Proper rest and sleep are every bit as critical as a proper training plan or diet. Pay attention to your rest schedule and your ability on the bike will climb to new heights. A good rest schedule should include periods of each day and proper sleep during the week.
Organize your trip
Just like an ordinary trip by car or plane, organize your trip a few weeks before. This way you can prevent unforeseen events as much as possible. Make a list of every necessity you need to bring during your trip. Make sure you adapt it to your trip, expected weather conditions, and your destination or route.
Research your route
Perhaps it’s your first time planning a bike trip to a certain stopover or destination, but you're certainly not the first one who did. Throughout the world, numerous routes that have been specially adapted for cyclists. Take a look at existing routes on blogs, forums, and tourist websites. This will save you a lot of time and maybe you will find some extra tips or highlights from locals.
Don’t set a route just to cover as much distance as you can. Set a destination according to your abilities, adapt to your level of experience, and the most important one: enjoy!
Pick a suitable bicycle
Pick a bike that suits the needs of your trip. Obviously, you should not pick a race bike for riding off-road in the mountains. Especially for the real adventurers among us who want to take their bike for a few weeks or months, keep in mind that your bike is suitable to carry (lightweight) saddlebags.
It doesn’t matter what your destination will be, there are a few essential bike accessories, to start with lights and reflectors. Look up bike lights and reflectors and you will see there are countless ways to illuminate your bike. Whichever option you go with - from LED rear lights to pedal lights to tire spoke reflectors – make sure you’re in line with the local bike laws.
The more weight you carry, the more you have to drag along the way. Travel light and get rid of all the items you don’t need. If you are traveling with multiple saddlebags, try balancing with less weight on the front and heavier bags on the rear end.

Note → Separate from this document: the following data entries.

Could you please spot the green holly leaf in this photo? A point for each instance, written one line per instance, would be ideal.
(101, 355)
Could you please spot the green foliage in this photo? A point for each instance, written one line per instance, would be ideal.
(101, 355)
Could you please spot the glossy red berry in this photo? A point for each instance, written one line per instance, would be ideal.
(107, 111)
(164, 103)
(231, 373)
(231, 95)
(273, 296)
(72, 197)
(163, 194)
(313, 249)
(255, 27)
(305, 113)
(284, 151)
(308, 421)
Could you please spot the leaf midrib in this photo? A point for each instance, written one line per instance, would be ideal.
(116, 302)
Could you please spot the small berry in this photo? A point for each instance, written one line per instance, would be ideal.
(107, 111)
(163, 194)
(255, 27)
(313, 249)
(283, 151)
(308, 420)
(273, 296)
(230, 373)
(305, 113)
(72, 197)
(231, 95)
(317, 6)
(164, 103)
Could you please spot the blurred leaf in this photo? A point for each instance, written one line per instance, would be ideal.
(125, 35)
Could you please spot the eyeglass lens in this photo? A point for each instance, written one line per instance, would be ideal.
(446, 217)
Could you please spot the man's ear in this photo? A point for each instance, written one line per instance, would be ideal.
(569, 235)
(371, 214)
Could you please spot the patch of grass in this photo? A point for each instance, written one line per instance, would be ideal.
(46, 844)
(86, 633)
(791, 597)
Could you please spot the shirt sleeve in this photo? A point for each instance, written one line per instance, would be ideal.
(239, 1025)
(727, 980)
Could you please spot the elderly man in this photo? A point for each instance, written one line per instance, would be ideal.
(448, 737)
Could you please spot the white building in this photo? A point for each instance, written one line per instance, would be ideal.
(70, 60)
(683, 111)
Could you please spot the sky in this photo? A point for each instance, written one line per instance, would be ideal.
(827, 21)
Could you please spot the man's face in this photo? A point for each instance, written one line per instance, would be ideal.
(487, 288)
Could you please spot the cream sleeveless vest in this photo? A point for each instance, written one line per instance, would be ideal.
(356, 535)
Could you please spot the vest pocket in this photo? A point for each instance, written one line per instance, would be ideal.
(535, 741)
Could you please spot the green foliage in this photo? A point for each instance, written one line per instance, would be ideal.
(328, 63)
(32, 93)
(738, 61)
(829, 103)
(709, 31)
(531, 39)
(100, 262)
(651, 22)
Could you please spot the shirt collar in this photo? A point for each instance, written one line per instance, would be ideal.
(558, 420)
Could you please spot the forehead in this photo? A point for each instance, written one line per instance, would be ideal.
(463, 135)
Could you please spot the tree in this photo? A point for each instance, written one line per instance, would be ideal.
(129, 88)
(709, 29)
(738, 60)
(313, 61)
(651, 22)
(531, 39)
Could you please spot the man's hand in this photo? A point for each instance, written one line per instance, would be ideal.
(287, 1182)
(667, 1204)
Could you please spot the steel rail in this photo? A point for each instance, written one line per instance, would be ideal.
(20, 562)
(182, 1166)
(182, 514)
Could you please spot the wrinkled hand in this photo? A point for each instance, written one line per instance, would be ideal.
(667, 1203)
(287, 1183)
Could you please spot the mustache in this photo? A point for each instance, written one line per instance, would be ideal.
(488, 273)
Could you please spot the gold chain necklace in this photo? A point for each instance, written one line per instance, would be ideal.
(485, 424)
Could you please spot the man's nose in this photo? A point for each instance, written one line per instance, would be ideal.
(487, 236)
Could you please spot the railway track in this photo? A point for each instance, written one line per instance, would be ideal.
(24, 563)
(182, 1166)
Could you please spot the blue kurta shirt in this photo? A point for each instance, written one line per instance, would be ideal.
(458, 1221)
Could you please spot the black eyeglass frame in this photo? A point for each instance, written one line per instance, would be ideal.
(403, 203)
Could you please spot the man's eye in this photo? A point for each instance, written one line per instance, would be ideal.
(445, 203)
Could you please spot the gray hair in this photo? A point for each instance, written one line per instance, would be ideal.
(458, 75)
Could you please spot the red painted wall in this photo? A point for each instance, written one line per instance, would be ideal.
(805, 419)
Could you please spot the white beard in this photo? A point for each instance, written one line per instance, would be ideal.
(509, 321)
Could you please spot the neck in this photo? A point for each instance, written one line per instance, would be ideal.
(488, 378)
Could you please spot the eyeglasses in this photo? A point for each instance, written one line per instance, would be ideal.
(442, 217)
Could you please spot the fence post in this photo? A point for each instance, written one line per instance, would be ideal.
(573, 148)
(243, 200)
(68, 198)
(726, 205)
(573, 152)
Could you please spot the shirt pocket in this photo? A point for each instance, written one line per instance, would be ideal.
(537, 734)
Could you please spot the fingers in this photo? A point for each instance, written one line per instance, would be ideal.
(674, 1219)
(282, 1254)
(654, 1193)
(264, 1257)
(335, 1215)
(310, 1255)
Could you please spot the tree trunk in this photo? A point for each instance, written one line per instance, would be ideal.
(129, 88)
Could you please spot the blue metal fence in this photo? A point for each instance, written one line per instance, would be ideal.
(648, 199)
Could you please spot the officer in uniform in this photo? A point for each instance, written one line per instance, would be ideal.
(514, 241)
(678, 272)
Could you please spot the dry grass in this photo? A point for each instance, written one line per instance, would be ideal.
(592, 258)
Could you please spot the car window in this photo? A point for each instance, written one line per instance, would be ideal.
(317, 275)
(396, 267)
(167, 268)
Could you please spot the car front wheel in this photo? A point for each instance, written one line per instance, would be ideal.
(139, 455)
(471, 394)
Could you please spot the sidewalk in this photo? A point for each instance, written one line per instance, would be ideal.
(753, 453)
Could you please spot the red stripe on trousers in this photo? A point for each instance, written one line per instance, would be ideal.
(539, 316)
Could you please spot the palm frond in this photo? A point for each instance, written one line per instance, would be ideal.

Even if cycling without a helmet is legal in your country, it is your responsibility to protect your head. The most experienced riders wipe out from time to time. Not to mention you can’t control the choices made by pedestrians, motorists, animals, or other cyclists you encounter during the ride. When selecting a helmet, make sure you select a helmet to your head size which will protect you against head and brain injuries.
You put a lot of money into your bike. No matter what kind of bike you have, a bike lock is a must-have bike accessory. Unfortunately, you can’t completely prevent bike theft. However, you can reduce the chance of your bike being stolen. What type of lock you choose, depends on how concerned you are about bicycle theft and the weight you want to carry with you along the ride. Cable locks are convenient but are only advisable for low-crime areas. For a tougher steal, try chain locks or U-locks. Pro tip: position your wheel in a way that your valve is close to your lock. In this way, it’s difficult for a thief to steal your bike without damaging your wheel.
Smartphones are essential for a long bike ride. You can track your performance and navigate on long trips. Buy a smartphone bike mount to prevent unnecessary stops or unsafe driving actions.
The choice of what clothes to take with you is strongly dependent on the weather and climate you’re going to cycle. Don’t invest too much money in clothing if you plan to ride and camp mostly at temperatures above 0℃ (32℉). Most of the time, using ordinary sports clothes and maybe one or two bike jerseys will be just fine. Bike (over)shoes, sunglasses, and gloves are essentials for every trip.
Learn the basics about mechanics
You don’t need to be an expert, but at least know the basics, such as how to patch a flat tire or how to fix your bike chain. Try to do daily maintenance to reduce the possibility of breakdowns. A small bike kit tool may come in handy during the trip.
With these tips to prepare a bike trip you will be ready to take the road and live one of the most exciting experiences of your live.